September 24, 1988, a day on which I saw a man run faster than a man had ever run before.
It was a cool and brilliant day in Korea, with great shards of sunlight slanting low as the afternoon slipped toward evening. The participants in the men's 100-meter final bent into the blocks. It was a shivery, dead-level moment, as if time were running on a very thin and quavery wire. There was Carl Lewis, the defending Olympic champion, all springy and elegant, his eyes narrowed and clear, and there was Ben Johnson of Canada, thick and muscular, his eyes fierce and wide and yellow. Time stopped, the gun went off, and the race poured itself through the explosive sunlight.
I have never seen anyone run the way Ben Johnson ran that day. He was molten. He covered the distance in 9.79 seconds, and he had time at the end to look back at Lewis, whom he had beaten. After the race, Lewis intimated that Johnson had been using illegal drugs.
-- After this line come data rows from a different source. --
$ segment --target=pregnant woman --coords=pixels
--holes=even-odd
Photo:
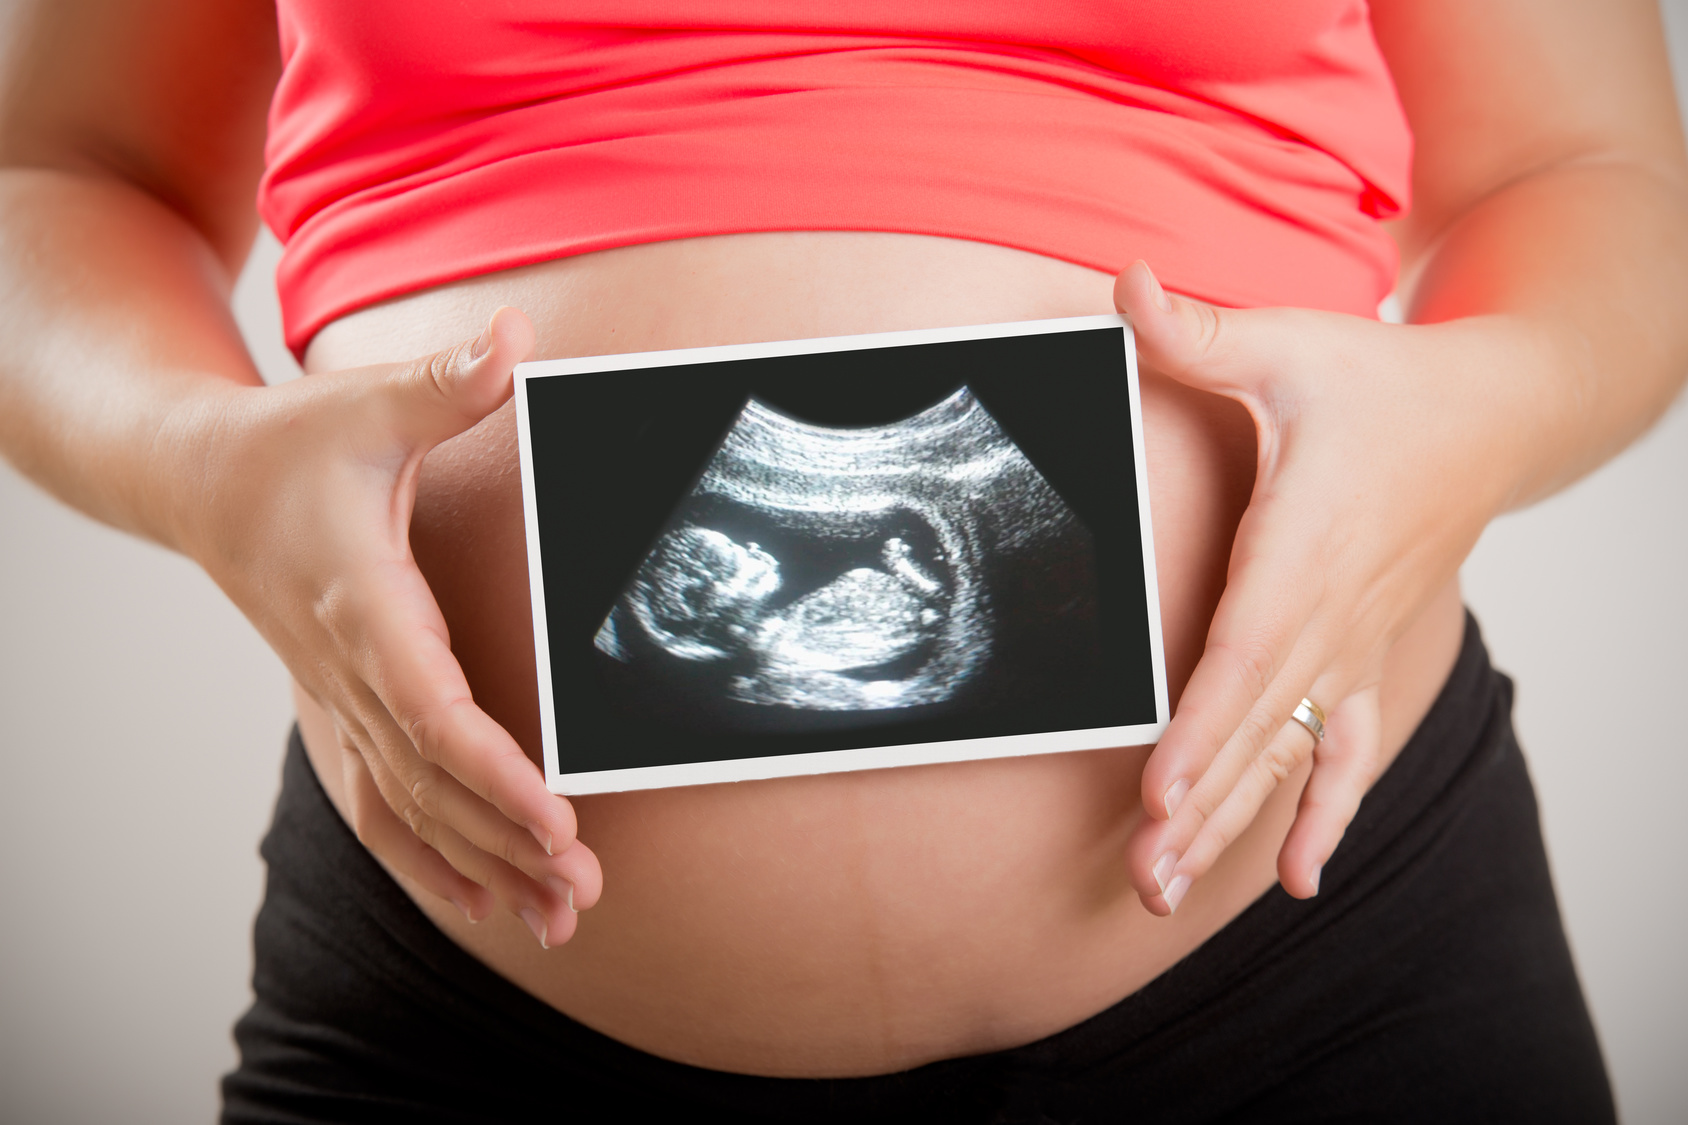
[[[298,683],[227,1120],[1610,1118],[1456,575],[1688,366],[1650,3],[17,20],[0,443]],[[1158,746],[545,790],[515,363],[1116,308]]]

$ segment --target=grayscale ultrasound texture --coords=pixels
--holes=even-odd
[[[1050,559],[1077,565],[1028,597]],[[1004,659],[1005,615],[1047,607],[1094,629],[1090,532],[971,390],[854,429],[751,399],[595,645],[719,666],[740,703],[876,711],[951,700]]]

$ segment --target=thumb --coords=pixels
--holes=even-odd
[[[511,372],[533,342],[533,324],[506,305],[476,339],[399,367],[387,385],[397,400],[394,423],[401,438],[413,448],[432,448],[504,405]]]
[[[1161,288],[1139,258],[1114,280],[1114,307],[1131,318],[1145,366],[1198,390],[1237,397],[1253,389],[1257,342],[1248,314]]]

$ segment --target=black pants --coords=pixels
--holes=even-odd
[[[1273,888],[1047,1039],[842,1080],[667,1062],[520,991],[363,850],[295,732],[223,1120],[1611,1121],[1511,703],[1468,621],[1317,898]]]

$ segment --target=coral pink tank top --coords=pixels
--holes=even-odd
[[[1365,0],[279,0],[288,341],[632,243],[875,230],[1370,315],[1411,137]]]

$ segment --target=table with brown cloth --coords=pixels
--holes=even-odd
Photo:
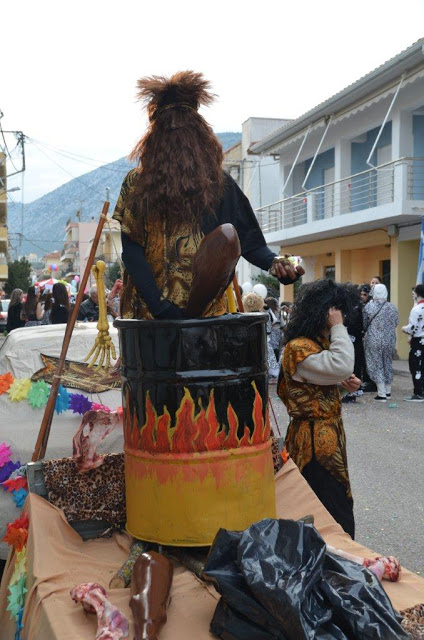
[[[277,515],[297,520],[314,515],[315,526],[324,540],[334,547],[358,556],[378,555],[359,545],[344,533],[319,502],[309,485],[289,460],[276,476]],[[108,591],[110,600],[130,621],[129,638],[134,625],[129,607],[129,589],[109,589],[109,581],[126,559],[131,539],[127,534],[83,542],[66,522],[63,513],[43,498],[30,494],[25,509],[30,519],[27,545],[28,594],[24,612],[24,640],[92,640],[97,619],[84,612],[69,595],[81,582],[98,582]],[[7,585],[13,572],[14,557],[9,555],[0,590],[0,629],[2,640],[13,640],[15,622],[10,620]],[[403,569],[398,583],[384,581],[393,606],[405,609],[424,602],[424,579]],[[161,640],[206,640],[214,636],[209,624],[219,595],[213,587],[177,566],[168,610],[168,622]]]

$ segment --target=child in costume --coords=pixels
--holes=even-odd
[[[358,304],[349,284],[303,285],[284,334],[278,395],[290,424],[285,447],[318,498],[354,537],[353,500],[338,384],[359,389],[354,348],[343,322]]]

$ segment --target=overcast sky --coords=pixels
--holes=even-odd
[[[94,159],[73,162],[29,141],[25,202],[129,153],[145,127],[141,76],[203,72],[219,98],[202,113],[217,132],[240,131],[250,116],[300,116],[424,36],[424,0],[5,5],[3,129]]]

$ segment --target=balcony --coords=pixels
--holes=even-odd
[[[0,254],[0,280],[7,280],[7,275],[7,258],[5,255]]]
[[[0,224],[0,252],[6,253],[8,248],[7,226]]]
[[[267,242],[302,241],[415,221],[424,213],[424,158],[375,169],[279,200],[255,211]],[[346,232],[343,233],[346,235]]]
[[[68,261],[73,261],[75,260],[75,257],[78,253],[78,242],[77,241],[72,241],[72,242],[64,242],[63,243],[63,250],[62,253],[60,255],[60,261],[61,262],[68,262]]]

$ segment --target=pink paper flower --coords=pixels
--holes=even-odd
[[[93,409],[93,411],[106,411],[106,413],[110,413],[111,411],[109,407],[105,407],[104,404],[98,404],[97,402],[93,402],[91,408]]]
[[[0,444],[0,467],[3,467],[7,462],[10,462],[10,457],[10,447],[5,442],[2,442]]]

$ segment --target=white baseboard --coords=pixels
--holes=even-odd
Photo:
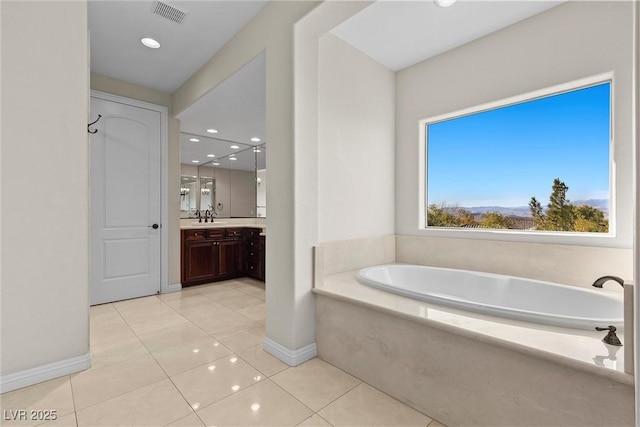
[[[182,290],[182,283],[174,283],[173,285],[167,286],[167,293],[178,292],[181,290]]]
[[[309,359],[313,359],[318,354],[316,343],[305,345],[297,350],[291,350],[268,337],[264,337],[263,348],[267,353],[277,357],[289,366],[298,366]]]
[[[91,367],[89,353],[0,377],[0,393],[17,390]]]

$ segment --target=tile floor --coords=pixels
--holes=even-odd
[[[34,409],[52,426],[441,426],[318,358],[267,354],[264,298],[239,279],[92,307],[91,369],[3,394],[1,424]]]

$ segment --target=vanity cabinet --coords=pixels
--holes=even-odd
[[[245,229],[246,241],[246,270],[247,276],[254,279],[265,279],[265,241],[261,236],[261,229],[247,228]]]
[[[241,228],[182,230],[182,285],[198,285],[244,275]]]

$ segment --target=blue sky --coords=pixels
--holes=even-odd
[[[427,125],[428,203],[609,198],[610,83]]]

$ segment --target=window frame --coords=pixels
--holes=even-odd
[[[485,229],[485,228],[456,228],[438,227],[427,225],[427,126],[464,117],[484,111],[495,110],[510,105],[533,101],[548,96],[571,92],[598,84],[610,83],[609,91],[609,232],[589,233],[589,232],[562,232],[562,231],[524,231],[505,229]],[[615,138],[614,138],[614,93],[615,79],[613,72],[597,74],[590,77],[572,80],[570,82],[549,86],[519,95],[502,98],[484,104],[463,108],[453,112],[439,114],[418,121],[418,145],[419,145],[419,177],[418,177],[418,230],[423,235],[433,237],[469,238],[480,240],[504,240],[531,243],[554,243],[571,245],[589,245],[601,247],[623,247],[619,242],[617,234],[617,197],[616,197],[616,167],[615,167]],[[542,201],[541,201],[542,202]],[[546,201],[545,201],[546,204]]]

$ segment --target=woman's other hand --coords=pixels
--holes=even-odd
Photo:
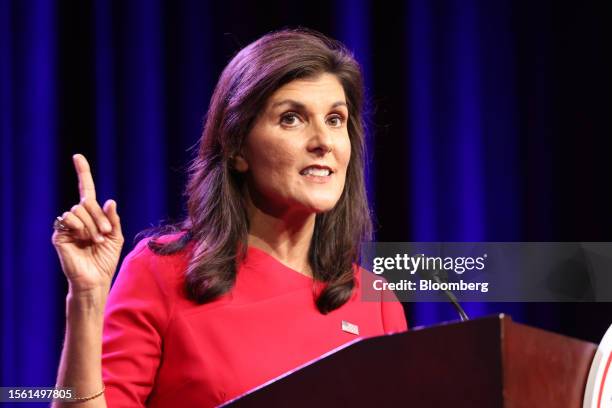
[[[52,242],[71,294],[108,293],[124,241],[117,203],[107,200],[100,207],[87,159],[75,154],[72,160],[81,201],[62,214]]]

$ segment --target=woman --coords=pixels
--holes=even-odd
[[[211,99],[185,221],[140,241],[110,295],[117,206],[99,207],[75,155],[81,203],[53,235],[70,283],[58,385],[82,406],[214,406],[357,336],[405,330],[399,303],[356,290],[371,228],[362,98],[359,66],[321,34],[241,50]]]

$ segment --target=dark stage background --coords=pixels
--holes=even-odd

Johnson denied it under persistent questioning. There were rumors like that all over the Olympics--of athletes drifting off to secret laboratories in the Caribbean or receiving their juice from their homegrown coaches.
That evening, I fell in with evil company in a place called Itaewon, which is a sort of Six Flags over the Seven Deadly Sins section of Seoul that caters to American servicemen stationed in the city. By my clock, I got fifteen minutes of sleep before the editor of my newspaper called to tell me that Ben Johnson had flunked a urinalysis--a steroid called stanozolol had been detected in his urine--and that Olympic officials were preparing to take his gold medal away. I felt rather terrible until I got to the main press center and saw a tableful of my Canadian colleagues, who collectively looked like a medieval depiction of the arrival of the black death.